所有者の願い事を3つだけ、かなえてくれる「猿の手」。“妃”と綽名される女と、彼女のまわりに集う男たち。危うく震える不穏な揺り篭に抱かれて、彼らの船はどこへ向かうのだろう。

怪しい関係の2人・・・、いやいや、火村先生シリーズです。
車で海に飛び込み、1人の男性が死んだ。目撃者は多数いたが、車から飛び降りる人も、泳いでいく人もいなかったという。そして男には、多額の借金があった。彼にお金を貸していたのは、妻の友人で妃沙子という女性だった。妃沙子は、お金がなく身寄りの無い若い男性を家に集めることが楽しみだった。

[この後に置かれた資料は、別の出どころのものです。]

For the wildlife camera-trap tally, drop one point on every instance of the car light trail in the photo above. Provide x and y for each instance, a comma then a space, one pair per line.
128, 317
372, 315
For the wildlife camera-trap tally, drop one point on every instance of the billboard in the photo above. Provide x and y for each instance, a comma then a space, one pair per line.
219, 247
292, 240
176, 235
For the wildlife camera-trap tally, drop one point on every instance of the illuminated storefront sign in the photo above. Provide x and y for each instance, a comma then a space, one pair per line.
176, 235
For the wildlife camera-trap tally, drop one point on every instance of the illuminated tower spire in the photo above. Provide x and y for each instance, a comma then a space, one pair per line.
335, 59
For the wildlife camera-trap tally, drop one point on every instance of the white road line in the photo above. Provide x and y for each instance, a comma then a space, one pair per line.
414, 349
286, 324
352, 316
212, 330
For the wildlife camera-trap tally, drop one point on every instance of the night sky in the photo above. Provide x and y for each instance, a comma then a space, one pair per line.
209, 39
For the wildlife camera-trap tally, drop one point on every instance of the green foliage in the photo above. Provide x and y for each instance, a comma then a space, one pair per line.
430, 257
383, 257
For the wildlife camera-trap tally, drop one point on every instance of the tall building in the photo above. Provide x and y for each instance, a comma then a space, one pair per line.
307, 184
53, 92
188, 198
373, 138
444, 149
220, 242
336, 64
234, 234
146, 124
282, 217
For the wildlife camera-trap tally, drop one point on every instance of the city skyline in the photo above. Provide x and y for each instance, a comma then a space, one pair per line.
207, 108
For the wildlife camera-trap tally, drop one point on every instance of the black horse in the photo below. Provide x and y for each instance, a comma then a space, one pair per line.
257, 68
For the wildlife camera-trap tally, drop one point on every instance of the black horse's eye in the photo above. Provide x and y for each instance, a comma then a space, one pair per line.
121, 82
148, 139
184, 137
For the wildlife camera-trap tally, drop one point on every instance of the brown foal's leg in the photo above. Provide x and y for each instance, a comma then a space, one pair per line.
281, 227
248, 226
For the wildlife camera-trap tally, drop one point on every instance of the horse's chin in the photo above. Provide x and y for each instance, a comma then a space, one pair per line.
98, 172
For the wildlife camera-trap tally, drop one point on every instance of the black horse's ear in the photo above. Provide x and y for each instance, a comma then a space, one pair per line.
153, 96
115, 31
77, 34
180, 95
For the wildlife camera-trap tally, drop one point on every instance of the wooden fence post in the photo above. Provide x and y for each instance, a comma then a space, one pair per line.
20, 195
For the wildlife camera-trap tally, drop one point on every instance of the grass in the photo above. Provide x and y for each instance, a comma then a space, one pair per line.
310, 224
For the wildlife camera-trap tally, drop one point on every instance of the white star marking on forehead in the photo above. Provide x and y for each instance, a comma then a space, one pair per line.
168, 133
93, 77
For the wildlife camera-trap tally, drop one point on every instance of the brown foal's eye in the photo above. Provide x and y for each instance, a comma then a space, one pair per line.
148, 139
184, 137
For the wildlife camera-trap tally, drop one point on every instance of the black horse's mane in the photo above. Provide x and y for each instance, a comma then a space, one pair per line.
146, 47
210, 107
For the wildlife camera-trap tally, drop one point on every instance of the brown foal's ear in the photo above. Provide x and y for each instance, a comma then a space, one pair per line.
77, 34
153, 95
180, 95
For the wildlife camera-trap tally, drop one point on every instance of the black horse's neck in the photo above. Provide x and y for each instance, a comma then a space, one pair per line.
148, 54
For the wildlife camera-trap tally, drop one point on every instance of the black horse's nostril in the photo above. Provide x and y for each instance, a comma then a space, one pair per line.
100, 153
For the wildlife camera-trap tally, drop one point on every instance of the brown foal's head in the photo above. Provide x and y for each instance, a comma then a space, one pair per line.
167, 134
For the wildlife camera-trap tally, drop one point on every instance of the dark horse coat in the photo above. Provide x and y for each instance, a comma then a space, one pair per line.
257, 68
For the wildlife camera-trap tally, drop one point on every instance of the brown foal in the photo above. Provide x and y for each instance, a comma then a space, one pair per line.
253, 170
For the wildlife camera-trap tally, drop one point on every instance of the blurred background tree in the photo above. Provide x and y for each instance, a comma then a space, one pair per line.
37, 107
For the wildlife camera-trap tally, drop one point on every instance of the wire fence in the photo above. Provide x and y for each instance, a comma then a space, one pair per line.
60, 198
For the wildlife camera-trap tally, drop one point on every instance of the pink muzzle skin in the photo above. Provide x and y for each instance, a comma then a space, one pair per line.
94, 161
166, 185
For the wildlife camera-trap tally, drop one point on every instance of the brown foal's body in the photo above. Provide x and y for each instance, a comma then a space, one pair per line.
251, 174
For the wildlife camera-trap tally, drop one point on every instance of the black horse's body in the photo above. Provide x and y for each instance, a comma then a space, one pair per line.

まあ、タイトルからも想像できるのですが、犯人はこの有閑マダムなのですよ~。とあっさりネタバレをしているように見えて、本当のオドロキは他にあるざますよ!そのせいで、前半はみすみすとマダムを取り逃がす結果に終わったわけですが・・・。後半は、全く関係ない話かと思いきや、マダム再臨!しかも幸せオーラをまとっているときた・・・!せっかく掴んだ幸せを壊すのは忍びないけれど、過去の行いは自分に還ってくるということで。窓に銃弾を打ち込むくだりは、ご都合主義的な何かがありましたなー。どうでもいいけど、アリスのワトソンぶりが読んでて切ない。笑。
物語のキーポイントになる「猿の手」は読んだことがないのですが、ホラーテイストでおもしろそうだなあ。本の解釈を語りあうのって、すごいな~。私は、いつも的外れなことを考えているので、恥ずかしくって、人になんか言えないわ・・・。だから、ブログで感想なんて書いているのだけれど。
妃沙子さんの人物像があっさりしすぎていて、物足りなかったな~。もっと、憎悪と愛情が入り混じった感じがいいのにな~。でも、あの男の子たちに、愛も執着も無かったと考えれば少し納得いくかも?